Selain itu, pembangunan Mapolda DIY juga diarahkan mengadopsi konsep Smart City. Hal ini, menurut Sigit, merupakan amanah dari Sri Sultan Hamengkubuwono sebagai representasi harapan masyarakat Yogyakarta.
Ia menegaskan, gedung Mapolda tidak hanya berfungsi sebagai infrastruktur fisik. Lebih dari itu, harus menjadi pusat layanan kepolisian berbasis teknologi dan data.
Adapun konsep yang akan diterapkan meliputi:
- Data-driven police hub
- Social listening and sentiment intelligence system
- Cyber security defense center
- Decision intelligence and knowledge system
Keempat sistem tersebut diharapkan mampu meningkatkan kualitas pelayanan serta mempercepat respons terhadap dinamika sosial di masyarakat.

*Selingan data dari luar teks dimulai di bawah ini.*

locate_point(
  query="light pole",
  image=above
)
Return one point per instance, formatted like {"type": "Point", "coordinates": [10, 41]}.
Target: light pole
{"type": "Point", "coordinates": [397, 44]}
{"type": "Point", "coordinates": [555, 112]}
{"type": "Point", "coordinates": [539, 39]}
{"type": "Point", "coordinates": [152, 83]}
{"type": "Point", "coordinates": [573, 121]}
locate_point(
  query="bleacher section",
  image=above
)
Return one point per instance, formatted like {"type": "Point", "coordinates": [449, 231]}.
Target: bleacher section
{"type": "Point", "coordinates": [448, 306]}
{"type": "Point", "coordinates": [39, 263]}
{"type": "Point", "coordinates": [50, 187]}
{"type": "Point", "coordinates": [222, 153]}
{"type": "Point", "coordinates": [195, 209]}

Kapolri juga mengingatkan seluruh jajaran Polda DIY untuk selaras dengan karakter daerah. Yogyakarta sebagai kota budaya, pendidikan, dan pariwisata membutuhkan pendekatan pelayanan yang adaptif dan humanis.
“Sekali lagi saya ucapkan terima kasih atas dukungan dan kerjasama dari seluruh para pemangku jabatan, pemangku kepentingan dan juga harapan besar dari masyarakat Yogya terhadap kinerja Polri untuk betul-betul bisa profesional, dekat dan dicintai masyarakat,” tutup Sigit.
Pembangunan ini sekaligus menjadi bagian dari upaya transformasi Polri menuju institusi yang modern dan responsif. Kolaborasi dan integrasi teknologi menjadi kunci dalam menjawab tantangan keamanan ke depan.